5. a) Pour se prononcer sur l’invalidité, l’administration – en cas de recours, le juge – se fonde sur des documents médicaux, le cas échéant, des documents émanant d’autres spécialistes pour prendre position. La tâche du médecin consiste à évaluer l’état de santé de la personne assurée et à indiquer dans quelle proportion et dans quelles activités elle est incapable de travailler (ATF 125 V 256 consid. 4 ; TF 9C_519/2008 du 10 mars 2009 consid. 2.1 et les références citées). L’assureur social – et le juge des assurances sociales en cas de recours – doit examiner de manière objective tous les moyens de preuve, quelle qu’en soit la provenance, puis décider si les documents à disposition permettent de porter un jugement valable sur le droit litigieux. Si les rapports médicaux sont contradictoires, il ne peut liquider l’affaire sans apprécier l’ensemble des preuves et sans indiquer les raisons pour lesquelles il se fonde sur une opinion médicale et non pas sur une autre, en se conformant à la règle du degré de vraisemblance prépondérante (ATF 126 V 353 consid. 5b ; 125 V 351 consid. 3a ; TF 9C_418/2007 du 8 avril 2008 consid. 2.1).

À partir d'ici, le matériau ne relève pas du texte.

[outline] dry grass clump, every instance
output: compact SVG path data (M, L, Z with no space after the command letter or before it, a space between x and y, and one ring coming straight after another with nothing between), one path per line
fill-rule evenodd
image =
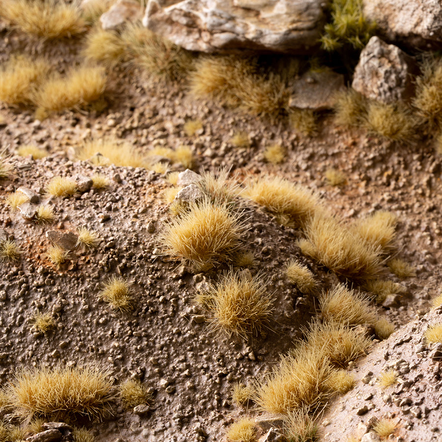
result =
M64 77L55 75L38 88L33 101L43 118L52 112L78 109L100 98L106 85L104 69L98 66L72 68Z
M103 284L103 290L98 294L110 306L120 311L127 311L133 308L134 298L127 279L113 276Z
M292 129L306 137L315 135L318 127L316 116L310 109L291 109L289 124Z
M24 193L15 192L9 193L4 201L8 206L13 209L17 209L19 206L29 201L29 198Z
M70 37L85 30L75 4L61 0L1 0L1 15L27 34L44 38Z
M279 177L263 176L250 180L242 194L274 214L288 216L297 226L304 225L321 210L317 195Z
M380 248L360 240L332 217L317 215L305 229L303 252L307 252L338 275L356 279L373 278L380 271Z
M400 278L408 278L416 276L416 269L403 259L393 258L387 265L391 272Z
M139 381L129 379L121 384L119 389L121 402L126 409L147 404L152 400L152 395Z
M282 356L279 365L257 383L253 400L270 413L317 409L330 393L327 381L332 370L324 356L311 348Z
M21 248L13 240L0 241L0 259L2 261L17 261L22 251Z
M197 271L230 261L239 247L239 215L225 205L205 200L167 225L161 240L165 252Z
M241 272L224 274L218 283L209 286L204 297L213 327L229 334L257 332L268 323L273 308L266 281Z
M316 281L313 273L305 266L294 260L288 263L285 274L290 282L295 284L303 293L311 293L316 288Z
M325 177L327 184L330 186L343 186L347 182L347 175L337 169L327 169Z
M77 193L77 185L70 178L55 176L46 185L45 190L53 196L71 196Z
M0 5L4 3L0 2ZM32 103L35 88L50 70L49 62L45 58L11 57L0 68L0 101L9 105Z
M55 220L54 206L50 206L48 204L40 204L37 209L35 219L37 220L37 222L40 224L52 222Z
M377 316L367 298L343 284L338 284L324 292L319 299L319 306L326 320L350 326L373 324Z
M11 403L25 416L58 419L79 415L100 418L110 411L112 381L92 365L18 371L7 388Z
M52 315L50 313L37 311L32 315L30 319L34 327L42 333L46 333L48 330L55 327L55 323Z
M257 434L254 420L243 417L229 427L226 437L228 441L232 442L253 442L256 440Z
M26 144L20 146L17 149L17 153L22 157L28 157L32 155L34 160L41 160L48 156L49 153L45 149L37 147L33 144Z
M65 262L69 256L69 252L58 246L51 246L46 252L46 256L49 261L57 267Z
M280 144L273 144L265 148L264 157L272 164L279 164L285 159L285 149Z
M378 378L378 384L383 390L391 385L394 385L397 383L397 378L399 376L399 372L394 368L389 368L383 371L379 375Z
M235 382L232 387L232 400L237 405L246 404L253 395L251 386L245 385L241 382Z
M79 160L89 161L96 166L147 167L145 158L127 142L111 137L84 141L76 151Z
M429 326L425 331L425 339L427 342L442 342L442 323Z
M77 244L83 244L89 249L98 247L101 241L96 232L89 230L84 226L77 227L77 233L78 234Z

- 20 - C’est ainsi qu’il importe, pour conférer pleine valeur probante à un rapport médical, que les points litigieux importants aient fait l’objet d’une étude circonstanciée, que le rapport se fonde sur des examens complets, qu’il prenne également en considération les plaintes de la personne examinée, qu’il ait été établi en pleine connaissance du dossier (anamnèse), que la description du contexte médical et l’appréciation de la situation médicale soient claires et enfin que les conclusions de l’expert soient bien motivées. Au demeurant, l’élément déterminant, pour la valeur probante d’un rapport médical, n’est ni l’origine du moyen de preuve, ni sa désignation comme rapport ou comme expertise, mais bel et bien son contenu (ATF 125 V 351 consid. 3a ; 134 V 231 consid. 5.1 ; TF 9C_1023/2008 du 30 juin 2009 consid. 2.1.1).

b) La jurisprudence attache une présomption d'objectivité aux expertises confiées par l'administration à des médecins spécialistes externes, ainsi qu'aux expertises judiciaires pour résoudre un cas litigieux. En principe, le juge ne s'écarte pas sans motifs impératifs des conclusions d'une expertise médicale judiciaire, la tâche de l'expert étant précisément de mettre ses connaissances spéciales à la disposition de la justice afin de l'éclairer sur les aspects médicaux d'un état de fait donné. Selon la jurisprudence, peut constituer une raison de s'écarter d'une expertise judiciaire le fait que celle-ci contient des contradictions, ou qu'une surexpertise ordonnée par le tribunal en infirme les conclusions de manière convaincante. En outre, lorsque d'autres spécialistes émettent des opinions contraires aptes à mettre sérieusement en doute la pertinence des déductions de l'expert, on ne peut exclure, selon les cas, une interprétation divergente des conclusions de ce dernier par le juge ou, au besoin, une instruction complémentaire sous la forme d'une nouvelle expertise médicale (ATF 125 V 351 consid. 3b/aa et les références).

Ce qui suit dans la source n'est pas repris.